1952 baute Ehrlich für den DDR-Rundfunk ein großes Sendehaus in Berlin, einen markanten Backsteinbau mit klaren Linien. Er kam fast ohne Reminiszenzen an den Zuckerbäckerstil aus, den die SED zeitgleich den Baumeistern der Stalinallee abforderte. Richard Paulick, ein ehemaliger Mitarbeiter des Bauhausgründers Walter Gropius, gehörte zu den wendigen Architekten, die klassizistisch dekorierten Wohnpaläste für Arbeiter entwarfen. In den Sechzigern baute Paulick dann wieder brutal funktional – als Chefplaner der Plattenbausiedlung Halle-Neustadt für 100.000 Menschen.

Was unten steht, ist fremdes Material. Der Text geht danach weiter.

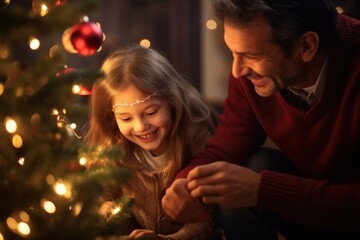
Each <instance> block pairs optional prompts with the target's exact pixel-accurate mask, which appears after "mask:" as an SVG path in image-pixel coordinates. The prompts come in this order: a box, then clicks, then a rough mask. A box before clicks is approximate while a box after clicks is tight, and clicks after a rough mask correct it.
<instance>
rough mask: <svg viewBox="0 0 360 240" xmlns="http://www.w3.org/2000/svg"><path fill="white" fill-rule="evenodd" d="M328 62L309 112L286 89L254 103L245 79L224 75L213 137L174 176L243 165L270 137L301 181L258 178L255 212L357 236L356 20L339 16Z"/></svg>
mask: <svg viewBox="0 0 360 240" xmlns="http://www.w3.org/2000/svg"><path fill="white" fill-rule="evenodd" d="M328 60H329V62H328V63H329V65H328V66H329V68H328V73H327V77H326V85H325V89H324V93H323V95H322V96H321V98H320V99H319V100H318V102H317V103H316V104H315V105H314V106H312V107H311V108H310V109H308V110H302V109H300V108H297V107H295V106H294V105H292V104H291V103H290V102H289V101H287V100H286V96H285V95H286V94H285V91H286V90H283V91H280V92H277V93H275V94H274V95H273V96H270V97H261V96H259V95H258V94H256V92H255V90H254V86H253V84H252V83H251V82H250V81H249V80H247V79H235V78H234V77H233V76H232V75H230V77H229V87H228V97H227V98H226V100H225V104H224V113H223V114H222V116H221V117H220V124H219V126H218V128H217V130H216V133H215V135H214V136H213V138H211V139H210V141H209V142H208V144H207V146H206V147H205V149H204V150H203V151H201V152H200V153H199V154H198V155H197V156H196V158H195V159H193V160H192V161H191V162H190V163H189V164H188V165H187V167H186V168H185V169H184V170H183V171H182V172H180V173H179V174H178V176H177V177H185V176H186V175H187V173H188V172H189V170H190V169H192V168H194V167H195V166H198V165H201V164H205V163H209V162H214V161H218V160H225V161H229V162H236V163H238V164H240V165H246V163H247V160H248V159H249V157H250V156H251V155H252V154H253V153H254V152H256V151H257V150H258V149H259V148H260V147H261V146H262V144H263V143H264V140H265V138H266V136H269V137H270V138H271V139H272V140H273V141H274V142H275V144H276V145H277V146H279V148H280V149H281V150H282V151H283V153H284V154H286V155H287V157H288V158H289V159H290V160H291V161H292V163H293V164H294V165H295V166H296V167H297V169H298V170H299V171H300V172H301V176H293V175H287V174H282V173H277V172H272V171H268V170H267V171H262V172H261V183H260V187H259V191H258V202H257V208H259V209H261V210H265V211H269V212H272V213H275V214H278V215H280V216H283V217H285V218H287V219H289V220H292V221H295V222H300V223H305V224H310V225H313V226H316V227H321V228H327V229H332V230H345V231H347V230H348V231H360V21H358V20H355V19H352V18H349V17H346V16H344V15H339V16H338V32H337V37H336V39H335V40H334V45H333V47H331V48H330V51H329V52H328Z"/></svg>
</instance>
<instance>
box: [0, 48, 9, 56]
mask: <svg viewBox="0 0 360 240" xmlns="http://www.w3.org/2000/svg"><path fill="white" fill-rule="evenodd" d="M9 55H10V49H9V47H8V46H6V45H0V58H1V59H6V58H8V57H9Z"/></svg>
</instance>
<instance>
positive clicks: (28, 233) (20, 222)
mask: <svg viewBox="0 0 360 240" xmlns="http://www.w3.org/2000/svg"><path fill="white" fill-rule="evenodd" d="M17 230H18V231H19V232H20V233H21V234H23V235H29V234H30V227H29V225H28V224H27V223H24V222H20V223H19V224H18V227H17Z"/></svg>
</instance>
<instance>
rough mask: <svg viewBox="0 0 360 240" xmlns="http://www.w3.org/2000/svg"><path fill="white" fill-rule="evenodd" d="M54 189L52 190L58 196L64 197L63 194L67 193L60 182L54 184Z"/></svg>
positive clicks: (57, 182)
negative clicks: (53, 189)
mask: <svg viewBox="0 0 360 240" xmlns="http://www.w3.org/2000/svg"><path fill="white" fill-rule="evenodd" d="M54 188H55V189H54V190H55V192H56V193H57V194H58V195H60V196H63V195H65V193H66V191H67V189H66V186H65V184H64V183H62V182H57V183H55V187H54Z"/></svg>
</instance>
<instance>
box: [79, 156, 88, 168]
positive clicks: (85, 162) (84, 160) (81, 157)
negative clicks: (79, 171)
mask: <svg viewBox="0 0 360 240" xmlns="http://www.w3.org/2000/svg"><path fill="white" fill-rule="evenodd" d="M86 163H87V159H86V158H85V157H81V158H80V159H79V164H80V165H82V166H84V165H85V164H86Z"/></svg>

Eine Reise zu den Bauhaus-Orten in Deutschland führt durch überraschende Kurven der Bau- und Kunstgeschichte. Oft sehen die Haltepunkte ganz und gar nicht nach „Bauhausarchitektur“ im landläufigem Sinne aus. Die Autobahnkirche Gelmeroda gehört dazu. Die ehemalige Dorfkirche inspirierte den Bauhauslehrer Lyonel Feininger allein zu 13 Gemälden. Heute findet man sie weltweit in Museen – und kann auf einem 28 Kilometer langen Feininger-Radweg die Lieblingsmotive des passionierten Radfahrers in Thüringen abklappern.